I found this awesome recipe over on Brittany Angell’s website from a Guest Blog Post by Danielle Walker at Against All Grain. I only made a few changes, because of what I had on-hand, like always. When you get ideas at 11pm, and you’re out of something weirdo-beardo like raw cashews, you can’t exactly go buy some. I did happen to have raw slivered almonds, because duh who doesn’t have those(!), so I subbed with that instead. I also subbed with coconut milk, simply because of a flavor preference. You can hop onto that recipe link above to the original recipe, or follow my altered version below. It worked just fine with the almonds, and the kiddos loved them. So good, I’m gonna wake up tomorrow and “in the morning, I’m making waffles!” said in my best Eddie Murphy/Donkey voice.
#FridayIsFunLunch! Friday is here once again and that means FUN LUNCH. Is it breakfast again? YEP. Is it because that’s easy? YEP! Is it also because it’s also always a hit with the kids? YES YES YES! And who doesn’t love breakfast any time of the day anyway? Breakfast for ALL the meals, I say!
Using our new Sistema To Go bento boxes, the kids had a new way to carry lunch. I have no real preference between all my lunch containers, as it really just depends on what we’re packing that day. Kids thought these new boxes were fun, I thought they were convenient with a larger and deeper well in the big container. We bought one green and one blue from Cost Plus World Market, a great resource for very affordable Bento-style lunch containers. Using their World Explorer Club, discounts and rewards, these ended up being free for me. Normal price there was $7.99 USD.
- 3 eggs
- 1 cup raw slivered almonds
- 1/3 cup full-fat coconut milk (or any non-dairy milk)
- 3 tablespoons raw honey or maple syrup
- 3 tablespoons coconut oil, melted
- ¼ teaspoon salt
- ¾ teaspoons baking soda
- 3 tablespoons coconut flour
- dash of vanilla extract (I make my own: Bourbon Vanilla)
- Preheat your waffle iron.
- Combine the eggs, almonds, milk, honey, vanilla, and melted coconut oil in a food processor (I use a Breville Sous Chef food processor), not necessary although it will make the process easier.

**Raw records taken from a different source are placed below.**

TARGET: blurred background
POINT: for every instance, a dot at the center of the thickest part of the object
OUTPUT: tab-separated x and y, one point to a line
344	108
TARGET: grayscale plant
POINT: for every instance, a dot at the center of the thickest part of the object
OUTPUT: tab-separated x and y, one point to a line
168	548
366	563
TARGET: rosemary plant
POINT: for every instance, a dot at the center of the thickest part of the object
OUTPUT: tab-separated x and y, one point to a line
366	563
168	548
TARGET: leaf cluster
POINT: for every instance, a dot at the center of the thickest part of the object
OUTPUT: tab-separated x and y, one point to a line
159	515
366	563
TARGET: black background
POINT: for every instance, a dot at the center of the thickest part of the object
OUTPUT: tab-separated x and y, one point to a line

You will also yield more waffles if you blend it in a blender or food processor, of some kind. Blend until very smooth and creamy. You may need to stop the blender and push the mixture down the sides a few times to get it all to blend really well.
- Add the salt, baking soda, and coconut flour, then blend again for about a minute until the dry ingredients are incorporated into the wet.
- If you’re iron requires oil, spread a little coconut oil on both sides. Pour the batter into the waffle iron so it just covers the bottom portion of the iron, being careful not to overfill it as these do rise quite a bit and will spill over.
- Cook the waffles for about a minute, more or less depending on the heat of your waffle iron. If they release easily with a fork when you open the lid, they are probably done.
- Repeat until the batter has been used up.